The WHO also said that since 2002, there has been substantial growth in funding for TB prevention, diagnosis, and treatment, and for 2014 alone, a total of $6.3 billion was accounted for funding of TB-related activities. Despite the increased financial support from more affluent countries and organizations, there is still a $2 billion shortage to fully provide treatment to TB patients all over the world.
The report released by WHO on TB looks staggering, with head and monetary figures too overwhelming, but with full cooperation from all nations--who are by the way, all susceptible to contracting the disease--through policy review and development and through technological innovations, the disease could be managed, controlled, and stopped, with careful strides to be undertaken by everyone and every nation. One of the concerns presented by the WHO TB report was early diagnosis which could lead to better treatment facilities to TB patients, and it is high time that all nations' healthcare system include TB testing especially that TB could have no detectable symptoms in its early stages.
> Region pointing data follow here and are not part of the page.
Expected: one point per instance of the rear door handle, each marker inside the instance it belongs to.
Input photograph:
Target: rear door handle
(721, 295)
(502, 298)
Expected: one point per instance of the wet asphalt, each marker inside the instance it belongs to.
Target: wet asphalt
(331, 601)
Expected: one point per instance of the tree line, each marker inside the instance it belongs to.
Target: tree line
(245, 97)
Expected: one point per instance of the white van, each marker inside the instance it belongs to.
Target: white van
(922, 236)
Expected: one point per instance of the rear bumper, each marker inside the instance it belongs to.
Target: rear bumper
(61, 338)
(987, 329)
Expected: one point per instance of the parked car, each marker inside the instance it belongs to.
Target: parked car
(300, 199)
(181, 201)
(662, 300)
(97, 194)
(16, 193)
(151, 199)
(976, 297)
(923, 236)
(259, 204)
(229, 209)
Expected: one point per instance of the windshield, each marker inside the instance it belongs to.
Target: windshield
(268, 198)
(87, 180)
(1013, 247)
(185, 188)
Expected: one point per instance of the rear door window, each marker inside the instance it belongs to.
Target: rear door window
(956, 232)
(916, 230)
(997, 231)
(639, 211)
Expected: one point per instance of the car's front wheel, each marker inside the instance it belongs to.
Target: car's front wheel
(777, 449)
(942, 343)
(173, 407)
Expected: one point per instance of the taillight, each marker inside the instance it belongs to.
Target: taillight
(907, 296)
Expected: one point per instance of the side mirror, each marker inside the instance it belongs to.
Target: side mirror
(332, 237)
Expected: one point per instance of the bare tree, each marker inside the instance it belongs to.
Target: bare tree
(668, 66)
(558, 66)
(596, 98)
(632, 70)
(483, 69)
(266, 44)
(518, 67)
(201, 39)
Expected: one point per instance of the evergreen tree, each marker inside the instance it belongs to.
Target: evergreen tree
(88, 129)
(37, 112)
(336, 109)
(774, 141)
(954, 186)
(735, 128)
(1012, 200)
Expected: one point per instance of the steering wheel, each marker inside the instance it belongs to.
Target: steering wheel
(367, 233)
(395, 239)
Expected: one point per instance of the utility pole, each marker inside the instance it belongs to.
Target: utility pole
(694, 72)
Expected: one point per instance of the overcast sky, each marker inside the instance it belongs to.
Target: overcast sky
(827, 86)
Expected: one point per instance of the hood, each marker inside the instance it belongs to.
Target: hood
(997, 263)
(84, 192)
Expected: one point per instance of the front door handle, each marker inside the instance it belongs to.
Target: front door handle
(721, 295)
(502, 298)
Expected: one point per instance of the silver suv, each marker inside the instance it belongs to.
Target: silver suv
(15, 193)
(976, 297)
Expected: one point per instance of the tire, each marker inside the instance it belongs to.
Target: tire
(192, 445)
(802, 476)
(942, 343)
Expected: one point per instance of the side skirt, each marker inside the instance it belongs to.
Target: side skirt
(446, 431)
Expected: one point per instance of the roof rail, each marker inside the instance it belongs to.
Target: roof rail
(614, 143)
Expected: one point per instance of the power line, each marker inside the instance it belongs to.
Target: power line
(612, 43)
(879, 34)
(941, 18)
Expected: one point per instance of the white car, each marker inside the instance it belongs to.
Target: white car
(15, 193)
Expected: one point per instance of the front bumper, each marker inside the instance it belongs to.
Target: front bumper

After MDG 2015, the WHO will look at a post-2015 development framework with a created strategy called "the End TB Strategy" whose goal is to end the global TB epidemic, and achieve 95 per cent reduction in TB deaths, and 90 per cent reduction in TB incidence by 2035.
The goal looks ambitious, but with the given timeframe and a projected drastic improvement in TB research, medical facilities and technology, achieving a 100 per cent TB-free world even earlier than the projected 2035 is not so fat-fetched after all.